In our martial art, the basic short forms are djurus -- upper body -- and langkas -- footwork. We practice on various geometric platforms -- straight line (lurus), triangle (tiga), square (sliwa) , cross (sekurum), and a combination of these, pantjar. Though they are two different things, what we usually mean when we say "djuru," are both hand- and footwork, done in concert. Technically, you can do most of our djurus sitting down, and the footwork without any hand stuff at all.

We have eighteen of these basic forms, and while they vary somewhat from teacher to teacher, it is interesting to see, if one knows them, the similarity of the motions from place to place.

And from time to time ...

I recently had a chance to compare a couple of videos of students doing the djurus from Pendekar Paul de Thouars silat lineage. The first video, shot on 8mm film in what looks like the early 1970's, to judge from the disco-style hair and clothes -- mullets and shags and bell-bottoms, oh, my! -- had in it a couple of young men doing the forms. First student did sixteen of them, skipped seventeen, then did the last one. The second would stop now and then, and ask, "How's this one go?" but he did all eighteen.

In the old days, the djurus were taught fairly quickly and then the applications addressed. In our version today, you learn a djuru, work on the applications for it, then move on. Same difference in the long run, perhaps, but different teaching philosophies.

Back then, you might learn all eighteen in a year or two; now, we learn one or two a year, and sometimes not even that many. Slower -- but you don't need a memory trick to keep track of them. And you get most of what you'll likely need in the first two anyhow, so there's no hurry to learn them all.

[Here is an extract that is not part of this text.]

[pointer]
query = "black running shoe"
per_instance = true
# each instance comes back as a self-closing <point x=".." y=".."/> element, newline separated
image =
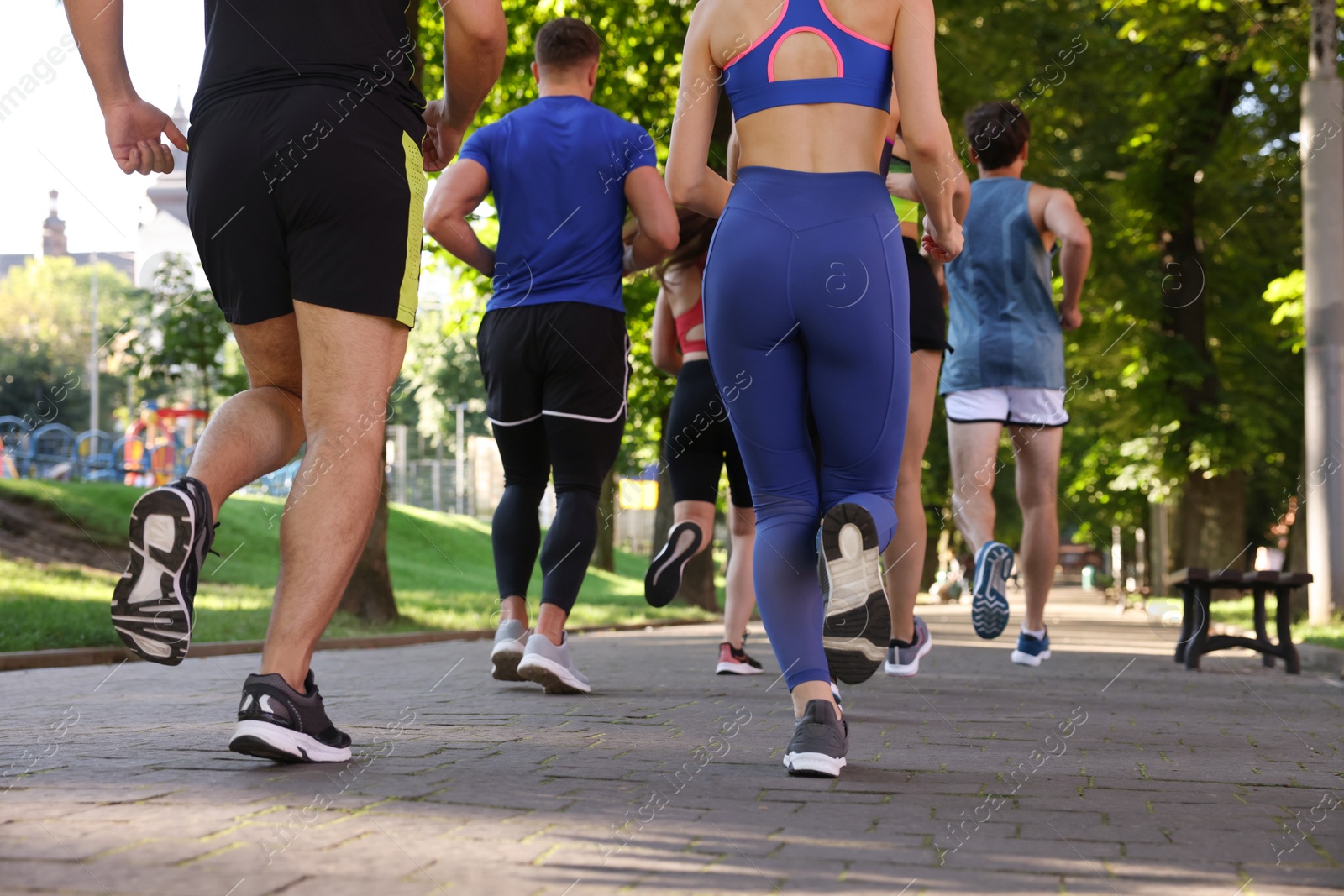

Contrasted with that thirty-five or so years ago take was one shot last year, wherein one of Stevan Plinck's senior students did all eighteen of the forms.

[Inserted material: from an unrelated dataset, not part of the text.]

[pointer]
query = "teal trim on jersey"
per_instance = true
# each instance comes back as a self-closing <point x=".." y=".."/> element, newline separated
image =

To my mind, the earlier versions were too fast and sloppy. Now, the upper body moves have gotten smoother and crisper, and the langkas are definitely better. (If you come up onto your toes when you do a sweep --sapu --- you won't have the balance that you do if you stay low -- a straight knee isn't as good as one that is partially bent.

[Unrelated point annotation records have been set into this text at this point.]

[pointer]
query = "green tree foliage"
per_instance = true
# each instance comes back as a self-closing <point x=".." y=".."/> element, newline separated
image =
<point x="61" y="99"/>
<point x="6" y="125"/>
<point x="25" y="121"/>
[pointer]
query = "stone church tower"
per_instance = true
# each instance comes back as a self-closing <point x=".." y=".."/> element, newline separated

Thirty-five years ago, the two players rose like ballet dancers en pointe when they did their sweeps; last year, the player doing the demo swept low and stayed low every time. In martial arts in general, a lower center of gravity is usually a good thing. Not that the former won't work; only that the latter works better.)

Too, the more modern version uses the body, the hips and shoulders and torso drive the motions, and there seems to be a focused intent; whereas the disco-era version seems to be all tool, and a race to see how fast they can get them done ...

Supposedly in the old country, teachers believed they could tell who the victor in a fight would be by watching a pair of students do their djurus. If you know what to look for, you can see centered and balanced motion.

If you can stay centered and balanced, you are better off than somebody who cannot.


Anonymous said...

I think back in the day most people learning martial arts over here had a fairly one-dimensional view of combat for a while - develop alot of muscle and power, and if your faster you automatically win.

All along it was body positioning and timing that really mattered.

With the evolution of different forms of combat, and the spread of MMA gyms across the country, people are beginning to have their awareness of what's really effective in martial art greatly expanded.
Though in my opinion, apart from the lack of "stickiness" in MMA, they do have yet to actually utilize completely practical techniques in combat.

Sorry. I wish I could have given a better comment than this but I just got him from work and am very tired.
Great post though.

Internet's being wonky today so I can't sign in, but this is TracelessTiger, for the record.

Stan said...

"If you can stay centered and balanced, you are better off than somebody who cannot."

Sounds as much like a "Life Lesson" as a martial arts critique!